Q: Tax Playa, can I deduct money and property that I give to charities?
Matt, Coventry RI
A: In general, taxpayers can deduct money and property they give to charities. In practice, however, this deduction is not available to most taxpayers, and isn't particularly lucrative, anyway.
For more information on charitable contribution rules, consult IRS Publication 526, "Charitable Contributions."
The first, big, headline thing to tell people about charitable contributions is that they probably don't benefit from them. Unless you are one of the following taxpayers, you can stop reading unless you turn into one:
- A homeowner with at least $50,000 left on a mortgage note
- A church-attendee who tithes
The reason? 70% of taxpayers don't itemize their deductions. Instead, they take the standard deduction ($5350 for singles, $10,600 for couples in 2007). Most people start itemizing when they buy their first home, but there are some young tithers out there I've encountered. In addition, very high income taxpayers will have their itemized deductions partially phased out.

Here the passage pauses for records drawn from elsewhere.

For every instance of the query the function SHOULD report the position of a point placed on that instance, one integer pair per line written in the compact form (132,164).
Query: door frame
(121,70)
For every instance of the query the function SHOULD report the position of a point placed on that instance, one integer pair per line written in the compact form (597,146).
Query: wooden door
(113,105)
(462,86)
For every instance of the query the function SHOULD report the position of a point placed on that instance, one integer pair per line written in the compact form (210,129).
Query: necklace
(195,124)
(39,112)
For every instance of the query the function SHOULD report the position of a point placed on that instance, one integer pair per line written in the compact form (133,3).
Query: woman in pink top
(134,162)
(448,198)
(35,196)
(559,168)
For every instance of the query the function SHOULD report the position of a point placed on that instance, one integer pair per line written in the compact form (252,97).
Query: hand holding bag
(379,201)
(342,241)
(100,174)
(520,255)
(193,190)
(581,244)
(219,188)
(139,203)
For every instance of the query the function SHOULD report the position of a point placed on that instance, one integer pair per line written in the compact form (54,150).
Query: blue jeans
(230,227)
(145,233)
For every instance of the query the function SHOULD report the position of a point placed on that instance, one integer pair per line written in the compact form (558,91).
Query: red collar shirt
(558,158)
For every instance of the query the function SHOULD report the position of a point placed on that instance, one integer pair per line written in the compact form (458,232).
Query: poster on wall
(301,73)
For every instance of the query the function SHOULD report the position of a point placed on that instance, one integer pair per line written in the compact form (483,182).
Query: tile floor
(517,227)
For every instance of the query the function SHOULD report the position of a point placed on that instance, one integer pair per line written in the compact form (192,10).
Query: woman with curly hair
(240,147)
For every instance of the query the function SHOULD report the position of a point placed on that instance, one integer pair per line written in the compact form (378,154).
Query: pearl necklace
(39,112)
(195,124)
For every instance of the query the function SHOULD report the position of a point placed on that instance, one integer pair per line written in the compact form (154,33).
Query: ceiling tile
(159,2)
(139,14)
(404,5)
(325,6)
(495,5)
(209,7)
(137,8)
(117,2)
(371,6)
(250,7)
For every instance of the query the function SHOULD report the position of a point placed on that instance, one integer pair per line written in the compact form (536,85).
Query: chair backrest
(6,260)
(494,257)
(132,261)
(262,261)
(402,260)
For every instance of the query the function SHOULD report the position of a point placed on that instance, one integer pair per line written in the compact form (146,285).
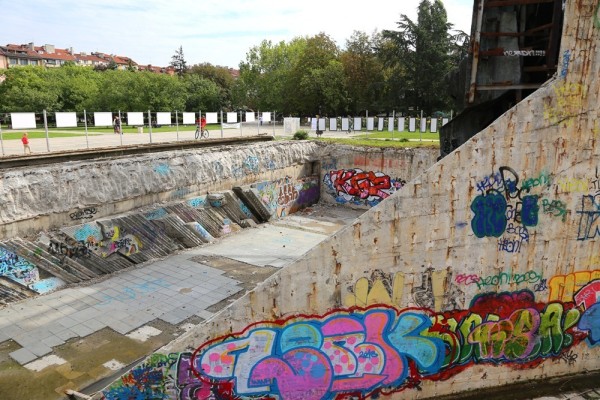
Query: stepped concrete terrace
(107,258)
(481,272)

Many people also mistakenly assume that charitable contributions reduce their taxes dollar-for-dollar. Like any tax deduction, the value depends on your marginal tax rate. Most households that itemize are in a combined 30% federal-state marginal tax bracket, so that is the most they can expect to receive.

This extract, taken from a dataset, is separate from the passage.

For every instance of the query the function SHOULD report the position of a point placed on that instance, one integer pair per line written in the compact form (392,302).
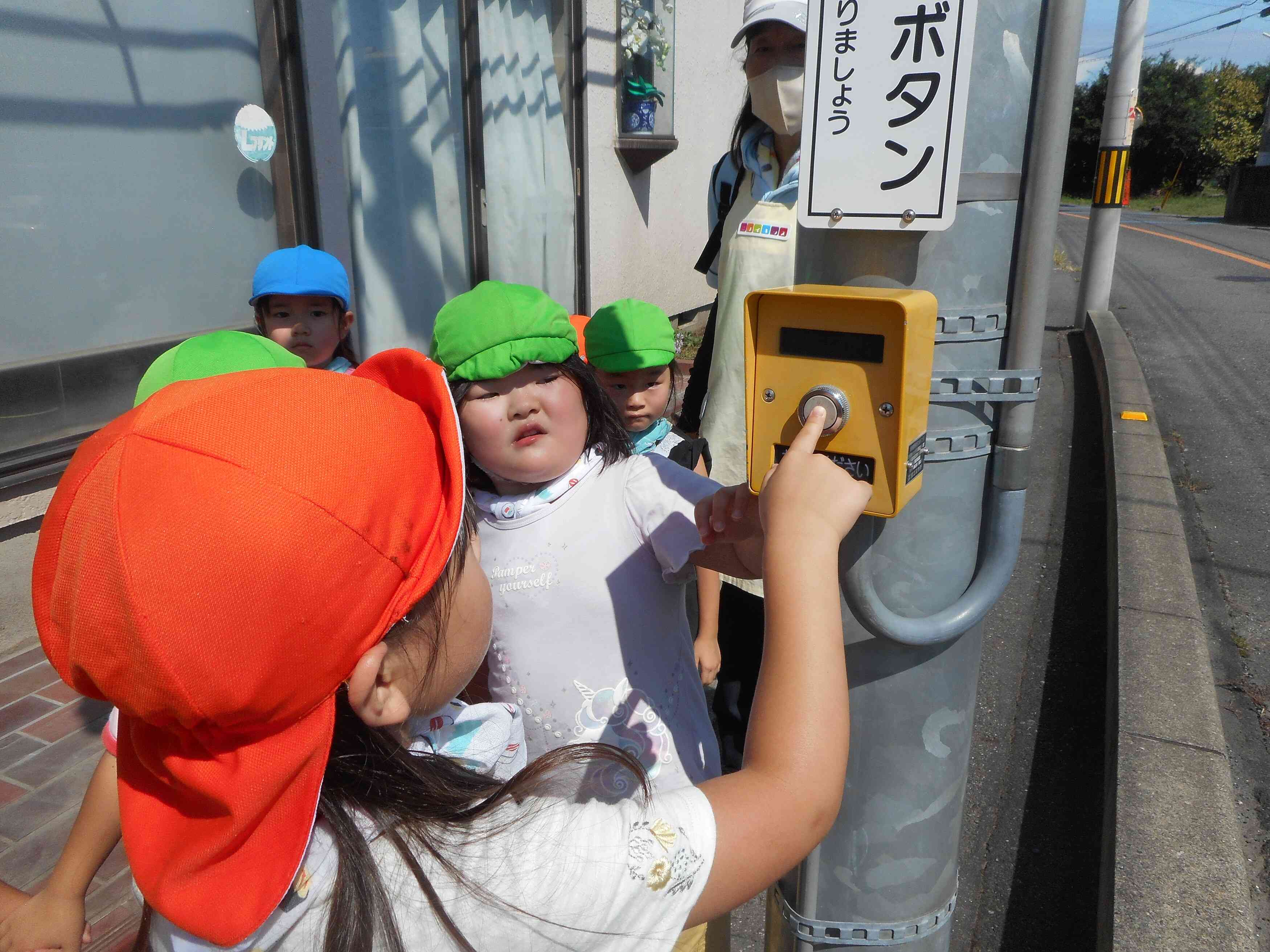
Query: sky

In order to take a tax deduction, your contribution must be to an approved organization. The IRS keeps a list of approved charities, and you can link to it from the general publication. That means no deductions for the homeless guy, no deductions for your favorite political cause, and no deductions for your cash-strapped brother.
Deductible charitable contributions come in two varieties: cash and non-cash. Below are the rules for each:
- Cash Charitable Contributions. These contributions can be cash, a check, credit cards, etc. They most often take the form of direct contributions to charities, or regular weekly church contributions. You can only deduct 50% of your AGI (getting a rollover for what remains). In order for a charitable contribution of cash to be deductible in 2007, one generally must receive an acknowledgement from the organization.

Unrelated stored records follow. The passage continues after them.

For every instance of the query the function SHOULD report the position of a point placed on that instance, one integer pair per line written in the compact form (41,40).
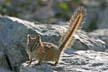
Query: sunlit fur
(44,51)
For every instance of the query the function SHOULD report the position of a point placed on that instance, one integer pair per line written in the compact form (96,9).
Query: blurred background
(57,11)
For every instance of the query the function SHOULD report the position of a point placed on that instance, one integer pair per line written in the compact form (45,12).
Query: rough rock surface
(74,61)
(101,34)
(3,61)
(13,32)
(5,70)
(84,41)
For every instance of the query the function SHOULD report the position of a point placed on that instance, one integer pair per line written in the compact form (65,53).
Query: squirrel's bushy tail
(75,23)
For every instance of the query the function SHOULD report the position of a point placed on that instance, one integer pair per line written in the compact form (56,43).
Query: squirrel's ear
(38,36)
(28,36)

- Non-cash Charitable Contributions. These generally take the form of household goods and automobiles. You can only deduct 30% of your AGI (getting a rollover for what remains). You should get an acknowledgment from the charity, have an idea of basis in the donation, and (in the case of donations over $5000 or autos), an appraisal of fair market value from the charity. Donations must be in good-used condition or better, unless they are appraised for more than $250.
In addition, taxpayers can now contribute $100,000 directly from an IRA to a charity if they are over age 59 and 1/2. These contributions count toward the IRA required minimum distribution rules.
It makes almost no sense to make regular cash contributions to a church unless you know you will be getting a receipt at the end of the year. It also makes little sense to hold onto household goods for years and years, waiting until an itemization year. Finally, older Americans who no longer itemize (or those who took an early distribution from an IRA) may want to consider making their entire charitable donations from their IRA.